Dissecting the Genetic Components of Adaptation of Escherichia coli to the Mouse Gut

Abstract

While pleiotropic adaptive mutations are thought to be central for evolution, little is known on the downstream molecular effects allowing adaptation to complex ecologically relevant environments. Here we show that Escherichia coli MG1655 adapts rapidly to the intestine of germ-free mice by single point mutations in EnvZ/OmpR two-component signal transduction system, which controls more than 100 genes. The selective advantage conferred by the mutations that modulate EnvZ/OmpR activities was the result of their independent and additive effects on flagellin expression and permeability. These results obtained in vivo thus suggest that global regulators may have evolved to coordinate activities that need to be fine-tuned simultaneously during adaptation to complex environments and that mutations in such regulators permit adjustment of the boundaries of physiological adaptation when switching between two very distinct environments. The mammalian intestine is a privileged physiological site to study how coevolution between hosts and the trillions of bacteria present in the microbiota has shaped the genome of each partner and promoted the development of mutualistic interactions.

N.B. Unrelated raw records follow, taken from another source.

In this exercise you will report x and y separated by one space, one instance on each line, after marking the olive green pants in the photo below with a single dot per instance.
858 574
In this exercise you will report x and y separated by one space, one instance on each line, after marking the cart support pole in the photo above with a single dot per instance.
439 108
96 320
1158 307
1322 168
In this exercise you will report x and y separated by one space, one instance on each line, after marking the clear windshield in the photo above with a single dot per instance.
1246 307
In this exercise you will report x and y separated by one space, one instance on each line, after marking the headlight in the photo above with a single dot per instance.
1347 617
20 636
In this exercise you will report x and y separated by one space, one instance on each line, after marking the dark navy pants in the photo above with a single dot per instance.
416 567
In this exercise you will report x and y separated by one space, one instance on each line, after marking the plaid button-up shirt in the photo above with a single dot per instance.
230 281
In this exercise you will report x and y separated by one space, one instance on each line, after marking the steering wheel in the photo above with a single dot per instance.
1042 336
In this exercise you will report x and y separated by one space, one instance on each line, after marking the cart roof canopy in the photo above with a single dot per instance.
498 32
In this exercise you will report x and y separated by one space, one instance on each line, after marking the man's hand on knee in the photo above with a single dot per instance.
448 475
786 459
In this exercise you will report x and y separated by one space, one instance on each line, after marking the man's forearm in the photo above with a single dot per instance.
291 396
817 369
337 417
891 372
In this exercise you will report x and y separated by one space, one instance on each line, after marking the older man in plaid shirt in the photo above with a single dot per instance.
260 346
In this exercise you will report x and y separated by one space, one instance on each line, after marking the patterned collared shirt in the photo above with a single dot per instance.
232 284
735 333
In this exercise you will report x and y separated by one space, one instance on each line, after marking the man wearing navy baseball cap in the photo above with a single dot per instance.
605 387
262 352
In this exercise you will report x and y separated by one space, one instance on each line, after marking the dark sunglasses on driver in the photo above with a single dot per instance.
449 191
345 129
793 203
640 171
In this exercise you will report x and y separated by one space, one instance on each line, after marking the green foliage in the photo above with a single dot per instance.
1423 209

Herein we have used germ-free mice, a simplified albeit ecologically relevant system, to analyse intestinal adaptation of a model bacterial strain, Escherichia coli MG1655. Our results show that single point mutations in the ompB master regulator confer a striking selective adaptive advantage. OmpB comprises EnvZ, a transmembrane sensor with a dual kinase/phosphatase activity, and OmpR, a transcription factor controlling more than 100 target genes. In response to environmental changes, EnvZ modulates the phosphorylation and thereby the transcriptional activity of OmpR. We further show that the selective advantage conferred by OmpB mutations is related to their additive and independent effects on genes regulating permeability and flagellin expression, two major set of genes controlled by OmpR. These results suggest that global regulators may have evolved to coordinate physiological activities necessary for adaptation to complex environments and that mutations offer a complementary genetic mechanism to adjust the scale of the physiological regulation controlled by these regulators in distinct environments.